On the mask front, in one week the crowd at our local HEB went from 90% masked to 90% unmasked. No idea why. The city in which it has located has been 75% vaccinated for some time and there’s no difference in local policies that would account for it. I think the beautiful promise of summer (even a Texas blast-furnace-style one) somehow flipped a switch in people’s minds. I think it’s a hopeful sign for the future, although I’m not exactly sure what it means, if anything.
We drove over to the People’s Republic of CAZ for the weekend. My DIL’s 50th and SIL’s 35th. The hotel has a sign on every door. “Masks required.” Almost the only masks were on employees. This is Orange County. We did venture to LA County and more masks were seen there. Home today to 111 degree Tucson.
TM, I noted the same thing in our preferred HEB late last week: it had gone from a mere handful eschewing masks, to nearly half, including a few staff members. I asked our cashier (who was maskless) and apparently HEB management has made masking an option. The signs on the door at Sprouts suggested a mask, but didn’t insist on it. I think the preference cascade is already well underway, at least here in Texas.
It was such a lovely, normal day – and so nice to see everyone going about weekend pleasures: picnicking in the parks, going out on the river and messing about in boats on the lake, the crowds in Blanco at the Lavender festival. After this last year, the very ordinariness was so appreciated!
Our local HEB win from masks required, with a guard at the door but no in-store enforcement, to mask required sign with no guard and still no enforcement, to masks for those Shoppers who are vaccinated, honor System, over the past three weeks.
Don’t kid yourself that you were in conservative country, masks or not. Opportunistic white Johnson Democrats. Living the dream, pissing on yours.
DFW to Southern Colorado mountains for a wedding last week. No masks, except tourists or a few employees halfheartedly conforming to some corporate mandate. Masks are over in the sane precincts of the country.
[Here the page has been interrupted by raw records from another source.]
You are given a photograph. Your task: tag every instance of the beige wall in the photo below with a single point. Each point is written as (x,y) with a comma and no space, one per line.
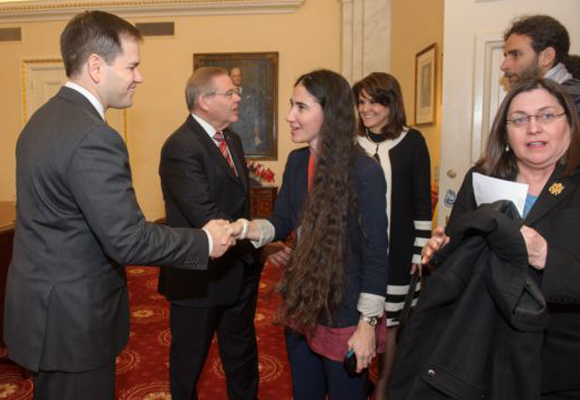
(305,40)
(415,25)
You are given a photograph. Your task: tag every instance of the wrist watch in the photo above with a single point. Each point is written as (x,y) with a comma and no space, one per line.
(372,321)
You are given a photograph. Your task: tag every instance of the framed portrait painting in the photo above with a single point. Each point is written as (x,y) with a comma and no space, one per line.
(256,76)
(425,85)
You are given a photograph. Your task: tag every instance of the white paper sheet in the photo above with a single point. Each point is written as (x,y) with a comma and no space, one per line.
(488,190)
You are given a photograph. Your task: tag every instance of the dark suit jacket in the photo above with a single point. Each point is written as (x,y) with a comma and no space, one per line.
(198,186)
(367,267)
(78,224)
(556,216)
(478,328)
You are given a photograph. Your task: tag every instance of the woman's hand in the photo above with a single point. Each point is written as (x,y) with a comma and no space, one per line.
(416,268)
(363,342)
(281,257)
(537,247)
(437,241)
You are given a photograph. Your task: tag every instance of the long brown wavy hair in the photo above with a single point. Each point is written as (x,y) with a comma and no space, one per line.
(312,283)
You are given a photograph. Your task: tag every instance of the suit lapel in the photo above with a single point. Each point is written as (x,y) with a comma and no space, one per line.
(237,158)
(557,189)
(212,149)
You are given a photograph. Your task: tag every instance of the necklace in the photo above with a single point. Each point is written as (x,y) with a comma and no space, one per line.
(376,138)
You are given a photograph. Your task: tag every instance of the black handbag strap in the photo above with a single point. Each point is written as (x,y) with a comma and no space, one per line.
(409,298)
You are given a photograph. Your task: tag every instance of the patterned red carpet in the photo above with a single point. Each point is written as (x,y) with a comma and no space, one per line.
(142,368)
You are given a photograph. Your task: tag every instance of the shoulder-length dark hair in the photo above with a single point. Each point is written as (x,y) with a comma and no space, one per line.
(498,162)
(312,283)
(384,89)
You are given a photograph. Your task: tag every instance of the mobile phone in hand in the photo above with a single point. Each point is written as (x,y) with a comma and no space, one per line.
(350,363)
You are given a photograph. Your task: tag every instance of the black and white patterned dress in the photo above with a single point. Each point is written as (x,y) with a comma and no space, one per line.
(405,162)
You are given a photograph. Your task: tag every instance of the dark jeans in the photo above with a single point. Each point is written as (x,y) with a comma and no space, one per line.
(315,376)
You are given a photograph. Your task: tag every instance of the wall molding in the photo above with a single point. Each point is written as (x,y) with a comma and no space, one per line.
(366,37)
(25,11)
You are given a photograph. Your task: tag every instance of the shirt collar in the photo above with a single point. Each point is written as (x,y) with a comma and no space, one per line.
(558,73)
(210,130)
(89,96)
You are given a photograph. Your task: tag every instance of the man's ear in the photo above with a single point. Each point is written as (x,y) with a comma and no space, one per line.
(202,102)
(547,58)
(95,67)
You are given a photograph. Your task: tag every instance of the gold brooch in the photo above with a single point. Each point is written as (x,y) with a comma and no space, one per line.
(556,188)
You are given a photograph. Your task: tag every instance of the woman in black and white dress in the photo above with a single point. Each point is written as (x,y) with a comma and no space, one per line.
(404,158)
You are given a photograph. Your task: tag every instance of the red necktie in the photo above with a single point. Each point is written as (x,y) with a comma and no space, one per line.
(219,138)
The almost too abundant moisture in North Texas didn’t make it to the Low Rolling Plains or the Panhandle. It’ll be another bad year for dry land cotton and grazing will be sparse.
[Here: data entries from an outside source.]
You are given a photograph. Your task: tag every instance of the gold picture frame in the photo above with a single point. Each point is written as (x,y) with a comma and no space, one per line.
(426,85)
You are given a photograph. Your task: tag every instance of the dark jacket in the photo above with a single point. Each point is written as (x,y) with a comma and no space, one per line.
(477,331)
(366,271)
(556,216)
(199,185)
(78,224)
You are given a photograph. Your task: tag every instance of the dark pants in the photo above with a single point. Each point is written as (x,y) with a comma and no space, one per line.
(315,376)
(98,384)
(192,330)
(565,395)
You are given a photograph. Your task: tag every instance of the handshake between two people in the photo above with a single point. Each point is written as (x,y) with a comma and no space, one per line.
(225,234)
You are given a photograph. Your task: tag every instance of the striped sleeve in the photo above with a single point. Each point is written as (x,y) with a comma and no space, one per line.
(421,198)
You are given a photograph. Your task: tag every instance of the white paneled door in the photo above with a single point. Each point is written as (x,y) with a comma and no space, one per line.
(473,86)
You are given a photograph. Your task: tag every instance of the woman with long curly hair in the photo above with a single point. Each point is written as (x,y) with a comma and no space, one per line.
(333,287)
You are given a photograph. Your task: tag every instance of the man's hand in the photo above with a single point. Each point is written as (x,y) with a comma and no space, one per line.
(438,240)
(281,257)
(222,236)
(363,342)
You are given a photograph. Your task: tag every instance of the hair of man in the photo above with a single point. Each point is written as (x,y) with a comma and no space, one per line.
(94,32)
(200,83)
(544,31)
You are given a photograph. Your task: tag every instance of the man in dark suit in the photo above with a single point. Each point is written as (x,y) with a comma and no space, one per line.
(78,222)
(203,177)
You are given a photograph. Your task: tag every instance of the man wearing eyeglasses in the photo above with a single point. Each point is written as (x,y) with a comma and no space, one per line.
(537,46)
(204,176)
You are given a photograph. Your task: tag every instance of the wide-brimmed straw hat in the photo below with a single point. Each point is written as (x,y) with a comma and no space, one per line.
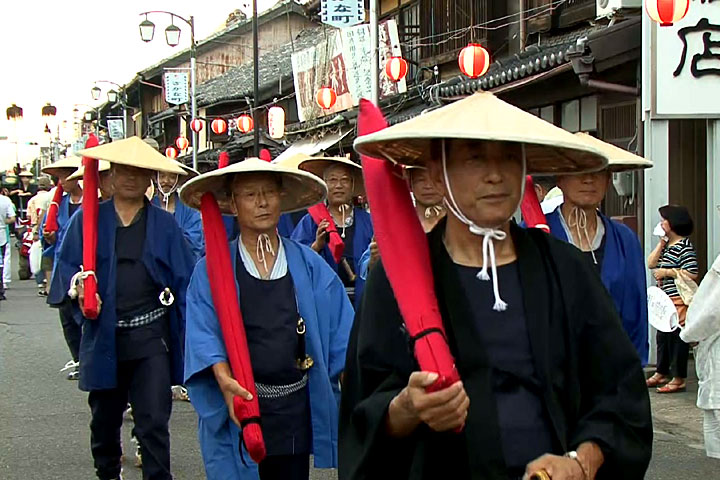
(135,153)
(484,117)
(103,166)
(300,189)
(619,160)
(63,166)
(318,165)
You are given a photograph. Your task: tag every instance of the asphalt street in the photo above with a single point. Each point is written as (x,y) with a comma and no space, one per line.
(44,418)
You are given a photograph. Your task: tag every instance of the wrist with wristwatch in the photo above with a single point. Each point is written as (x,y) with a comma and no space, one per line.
(543,475)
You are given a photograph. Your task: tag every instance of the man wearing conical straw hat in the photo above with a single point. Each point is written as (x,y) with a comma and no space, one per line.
(338,231)
(66,198)
(610,246)
(268,323)
(133,332)
(515,367)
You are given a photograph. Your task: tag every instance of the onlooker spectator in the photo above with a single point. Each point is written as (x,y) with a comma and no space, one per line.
(703,326)
(7,217)
(673,256)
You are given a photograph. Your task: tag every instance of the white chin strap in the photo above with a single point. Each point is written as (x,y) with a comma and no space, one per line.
(488,234)
(166,196)
(264,245)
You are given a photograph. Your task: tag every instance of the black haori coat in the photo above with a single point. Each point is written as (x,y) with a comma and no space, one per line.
(593,384)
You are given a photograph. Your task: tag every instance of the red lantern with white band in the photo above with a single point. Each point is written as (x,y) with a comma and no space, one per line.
(196,125)
(218,126)
(276,122)
(244,123)
(474,60)
(181,143)
(326,98)
(396,68)
(667,12)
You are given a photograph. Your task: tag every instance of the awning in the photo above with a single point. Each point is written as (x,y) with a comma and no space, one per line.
(311,146)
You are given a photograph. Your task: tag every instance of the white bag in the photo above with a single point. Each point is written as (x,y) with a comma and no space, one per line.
(36,257)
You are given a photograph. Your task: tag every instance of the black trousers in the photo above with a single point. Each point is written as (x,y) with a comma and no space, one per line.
(285,467)
(146,382)
(672,353)
(71,330)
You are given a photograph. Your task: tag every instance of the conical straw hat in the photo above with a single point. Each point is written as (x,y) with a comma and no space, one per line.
(318,165)
(103,166)
(619,160)
(300,189)
(484,117)
(135,153)
(63,166)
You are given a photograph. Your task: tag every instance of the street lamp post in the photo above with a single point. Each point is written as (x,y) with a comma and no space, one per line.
(172,37)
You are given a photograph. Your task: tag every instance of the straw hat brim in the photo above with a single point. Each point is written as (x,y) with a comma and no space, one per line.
(318,165)
(300,189)
(103,166)
(63,166)
(135,153)
(619,160)
(485,118)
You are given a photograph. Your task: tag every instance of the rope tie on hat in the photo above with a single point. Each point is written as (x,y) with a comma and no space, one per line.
(166,196)
(264,245)
(581,223)
(76,279)
(488,234)
(434,211)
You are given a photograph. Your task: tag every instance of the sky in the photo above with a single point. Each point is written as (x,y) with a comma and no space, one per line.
(55,51)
Colorado restaurants are having a hard time getting help.
Sentinel, all the political signs that we saw along the road – tacked to fences, or out in front of houses – were for Trump. Nary a one for anyone else, unless old ones for a local race.
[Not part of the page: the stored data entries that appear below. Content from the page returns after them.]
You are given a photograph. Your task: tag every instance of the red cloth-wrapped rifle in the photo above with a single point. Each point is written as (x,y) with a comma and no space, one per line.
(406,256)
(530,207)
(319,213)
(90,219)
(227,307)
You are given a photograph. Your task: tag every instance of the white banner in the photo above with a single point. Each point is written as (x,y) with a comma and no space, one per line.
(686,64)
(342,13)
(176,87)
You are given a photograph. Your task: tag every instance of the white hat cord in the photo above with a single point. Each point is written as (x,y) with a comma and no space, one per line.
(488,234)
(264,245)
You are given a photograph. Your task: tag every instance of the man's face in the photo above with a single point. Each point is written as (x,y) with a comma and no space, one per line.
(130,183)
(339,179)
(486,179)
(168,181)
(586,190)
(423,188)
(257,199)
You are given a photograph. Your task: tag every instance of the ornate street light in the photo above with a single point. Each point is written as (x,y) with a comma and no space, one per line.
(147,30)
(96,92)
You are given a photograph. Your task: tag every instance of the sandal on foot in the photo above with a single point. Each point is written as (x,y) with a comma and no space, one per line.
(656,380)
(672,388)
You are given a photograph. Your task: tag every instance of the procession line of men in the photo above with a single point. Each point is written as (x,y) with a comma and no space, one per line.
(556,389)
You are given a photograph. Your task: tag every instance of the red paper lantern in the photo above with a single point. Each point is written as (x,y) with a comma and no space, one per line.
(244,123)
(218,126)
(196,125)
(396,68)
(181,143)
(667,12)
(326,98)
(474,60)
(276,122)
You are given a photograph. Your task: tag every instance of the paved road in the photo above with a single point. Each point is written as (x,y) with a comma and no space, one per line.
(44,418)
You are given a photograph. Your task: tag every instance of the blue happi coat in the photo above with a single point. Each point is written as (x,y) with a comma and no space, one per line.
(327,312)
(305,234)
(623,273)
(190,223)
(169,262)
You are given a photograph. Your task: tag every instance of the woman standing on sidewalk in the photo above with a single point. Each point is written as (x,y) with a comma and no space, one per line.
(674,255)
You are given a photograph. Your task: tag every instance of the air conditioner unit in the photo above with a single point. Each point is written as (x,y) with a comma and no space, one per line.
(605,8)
Sentinal sounds like a Johnson voter. One of the 200 in alphabetical order in Box 13.
Just returned from a road trip for my mom – Central Texas to Mt. Rushmore. Nary a mask to be found on the entire way (other than our niece, who’s a)had the covid, and b)had the vaccine, but wanted to “protect” us. Even she quit wearing it somewhere around Iowa…).
Of course, we were driving through the very definition of flyover country.